GOD BLESSES THOSE WHO REALIZE THEIR NEED FOR HIM
Last Sunday we began our sermon series on Jesus’ Sermon on the Mount found in Matthew chapters five through seven. We said that this Sermon empowers our mission statement, teaching us how to know Christ, become like Christ, and share Christ. This morning we explore the first of the eight Beatitudes found in verse three: “God blesses those who realize their need for him.” I invite you to turn with me to Matthew 5:1-10
One day as he saw the crowds gathering, Jesus went up on the mountainside and sat down. His disciples gathered around him, and he began to teach them. “God blesses those who are poor and realize their need for him, for the Kingdom of Heaven is theirs. God blesses those who mourn, for they will be comforted. God blesses those who are humble, for they will inherit the whole earth. God blesses those who hunger and thirst for justice, for they will be satisfied. God blesses those who are merciful, for they will be shown mercy. God blesses those whose hearts are pure, for they will see God. God blesses those who work for peace, for they will be called the children of God. God blesses those who are persecuted for doing right, for the Kingdom of Heaven is theirs.
“God blesses those who realize their need for him.” Why does Jesus begin here? He begins here because there is no entry into the kingdom of heaven apart from realizing your need for God. Or, to use the terminology of our mission statement, you cannot become like Christ unless you first realize your need for him. The problem with us human beings is that we think that we are in control of our lives and that we can make a relationship with God happen. Our belief is that we can make ourselves good enough for heaven, that we can train ourselves to become like Christ. For, after all, doesn’t God require of us to try a little harder, to work diligently at being a good Christian, to pull ourselves up by our own bootstraps? Hasn’t God said, in effect, here is my Son, Jesus; now, you figure out how to be like him? No, that is not what God has said. Rather, God has sent us his Son so that by believing in him we might be united with him. That we might become, as the Apostle Paul puts it, “in Christ.” Paul speaks repeatedly about those who are saved, those who are in the kingdom of God, those who are on their way to heaven, as being “in Christ.” Not because of what they have done, but because of what God has done in them. Let me use my hands and attempt to illustrate what being “in Christ” means.
Imagine my right hand as being Christ and my left hand as being me. If I think that to be like Christ is to somehow bring my left hand up to the level of my right hand, to bring Steve up to the level of Christ, then I am not only sadly mistaken but hopelessly doomed to fail.
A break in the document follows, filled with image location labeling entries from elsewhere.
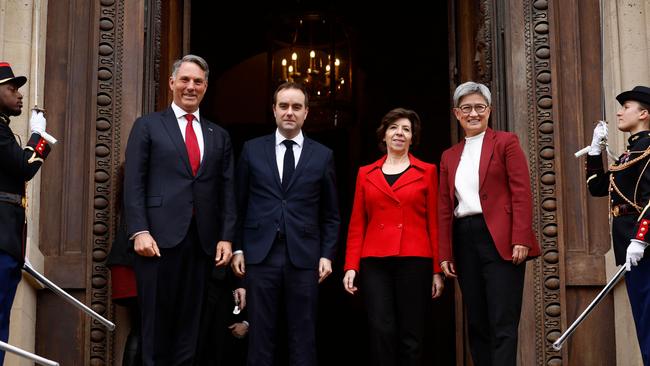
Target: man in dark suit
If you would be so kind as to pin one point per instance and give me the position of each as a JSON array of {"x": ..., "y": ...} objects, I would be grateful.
[
  {"x": 180, "y": 210},
  {"x": 288, "y": 229},
  {"x": 17, "y": 166}
]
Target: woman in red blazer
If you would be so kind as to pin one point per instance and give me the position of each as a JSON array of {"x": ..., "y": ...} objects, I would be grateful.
[
  {"x": 393, "y": 243},
  {"x": 485, "y": 210}
]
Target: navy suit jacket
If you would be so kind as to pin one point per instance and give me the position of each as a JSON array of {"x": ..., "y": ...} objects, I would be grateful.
[
  {"x": 309, "y": 206},
  {"x": 161, "y": 194}
]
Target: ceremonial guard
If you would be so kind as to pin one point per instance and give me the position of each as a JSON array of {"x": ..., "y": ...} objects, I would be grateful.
[
  {"x": 628, "y": 185},
  {"x": 17, "y": 166}
]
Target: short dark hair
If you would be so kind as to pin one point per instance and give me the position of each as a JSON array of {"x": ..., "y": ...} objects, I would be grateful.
[
  {"x": 291, "y": 85},
  {"x": 394, "y": 115},
  {"x": 198, "y": 60}
]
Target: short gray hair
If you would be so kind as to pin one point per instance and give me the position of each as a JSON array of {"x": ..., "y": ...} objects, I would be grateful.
[
  {"x": 472, "y": 87},
  {"x": 198, "y": 60}
]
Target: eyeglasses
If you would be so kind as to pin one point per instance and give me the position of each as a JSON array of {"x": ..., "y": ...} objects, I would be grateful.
[{"x": 467, "y": 108}]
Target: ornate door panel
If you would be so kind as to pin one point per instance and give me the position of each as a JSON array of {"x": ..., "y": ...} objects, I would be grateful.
[
  {"x": 92, "y": 96},
  {"x": 542, "y": 64}
]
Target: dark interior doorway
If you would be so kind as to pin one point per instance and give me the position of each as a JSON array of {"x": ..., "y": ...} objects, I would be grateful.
[{"x": 400, "y": 58}]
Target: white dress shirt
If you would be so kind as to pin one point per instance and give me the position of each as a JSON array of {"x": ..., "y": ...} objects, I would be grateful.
[
  {"x": 466, "y": 180},
  {"x": 196, "y": 125},
  {"x": 280, "y": 149}
]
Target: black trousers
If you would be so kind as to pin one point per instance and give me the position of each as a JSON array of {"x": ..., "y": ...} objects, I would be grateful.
[
  {"x": 271, "y": 285},
  {"x": 492, "y": 290},
  {"x": 397, "y": 296},
  {"x": 170, "y": 293}
]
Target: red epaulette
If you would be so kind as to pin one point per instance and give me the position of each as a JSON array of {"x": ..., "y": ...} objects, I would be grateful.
[
  {"x": 39, "y": 145},
  {"x": 643, "y": 229}
]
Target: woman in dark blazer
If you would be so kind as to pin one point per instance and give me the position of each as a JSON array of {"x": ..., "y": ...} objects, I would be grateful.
[
  {"x": 485, "y": 210},
  {"x": 392, "y": 243}
]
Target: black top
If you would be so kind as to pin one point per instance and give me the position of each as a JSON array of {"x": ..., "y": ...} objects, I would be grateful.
[
  {"x": 392, "y": 178},
  {"x": 630, "y": 184}
]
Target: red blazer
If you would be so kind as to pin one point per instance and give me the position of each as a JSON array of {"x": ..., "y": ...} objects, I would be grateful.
[
  {"x": 396, "y": 221},
  {"x": 504, "y": 189}
]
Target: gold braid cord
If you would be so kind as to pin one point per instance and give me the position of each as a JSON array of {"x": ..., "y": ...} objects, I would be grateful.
[
  {"x": 627, "y": 164},
  {"x": 616, "y": 167}
]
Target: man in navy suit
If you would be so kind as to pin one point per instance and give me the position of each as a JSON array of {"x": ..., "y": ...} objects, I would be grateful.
[
  {"x": 180, "y": 211},
  {"x": 287, "y": 232}
]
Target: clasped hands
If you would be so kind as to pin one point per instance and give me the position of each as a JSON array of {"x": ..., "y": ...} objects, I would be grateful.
[{"x": 146, "y": 246}]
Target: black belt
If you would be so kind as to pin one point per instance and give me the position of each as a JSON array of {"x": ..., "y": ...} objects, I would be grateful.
[
  {"x": 12, "y": 198},
  {"x": 280, "y": 236},
  {"x": 624, "y": 209}
]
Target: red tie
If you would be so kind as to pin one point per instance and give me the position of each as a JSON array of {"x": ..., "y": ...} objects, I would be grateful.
[{"x": 192, "y": 144}]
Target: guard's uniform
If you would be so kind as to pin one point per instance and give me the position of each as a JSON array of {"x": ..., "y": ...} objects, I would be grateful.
[
  {"x": 628, "y": 184},
  {"x": 17, "y": 166}
]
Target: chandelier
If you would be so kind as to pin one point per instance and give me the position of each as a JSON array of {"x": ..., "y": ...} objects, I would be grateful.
[{"x": 313, "y": 49}]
I can never make myself like Christ – to love like he loved, to experience the kind of joy and peace that he did, to please God the Father like he pleased God the Father. I will always fall short. Thankfully, that is not what God asks of me. Instead, he joins me to his Son so that I am now in Christ and Christ is in me. Now, it is no longer just Steve living as Steve and trying his best but it is Steve living in Christ, and Christ living in Steve. Now, I live in his love, I experience his joy, I receive his peace.
Jesus illustrates this truth in his conversation with his disciples in the fifteenth chapter of John’s gospel. Using the image of a vine and its branches, he says: “I am the vine and you are the branches. Unless you live in me and I in you, you can do nothing.” Jesus goes on to point out that as the branch can only produce fruit if it is connected to the vine, so you and I can only produce fruit in God’s kingdom if we are connected to Jesus. But, and this brings us back to Matthew 5:3, we will only be connected to Jesus if we realize our need for him, if we humbly admit that we can’t live this Christian life in our own strength.
In the gospel of Luke, chapter eighteen, Jesus tells a story about two people in the temple praying to God. One was a self-righteous Pharisee, and the other was a despised tax collector. The proud Pharisee prayed: “I thank you, God, that I am not a sinner like other people.” He had worked hard at being a good person and he figured that would please God and that God would hear his prayer. The tax collector prayed very differently: “O God, be merciful to me, for I am a sinner.” He knew that only by the mercy of God would he have any hope of being heard. Jesus concludes this story by declaring that the sinner, not the Pharisee, was made right with God. For those who are proud of their spiritual accomplishments will be humbled, but those who humble themselves before God, those who realize their need for God, will be blessed. Theirs is the kingdom of heaven.
When we realize our absolute dependence on God, and our complete helplessness without him, we can stop focusing on ourselves and our shortcomings and our faults and our sin. We can stop trying to improve ourselves. Instead, we accept by faith that we have been united with Christ, that we are in Christ, and that by being in Christ we are members of God’s kingdom in which we are given every blessing of God. As we continue to explore this Sermon on the Mount, we will see the many ways that Christ desires to live his life in us. And, we will see that Christ is transforming those who realize their need for God. They are becoming more and more like him.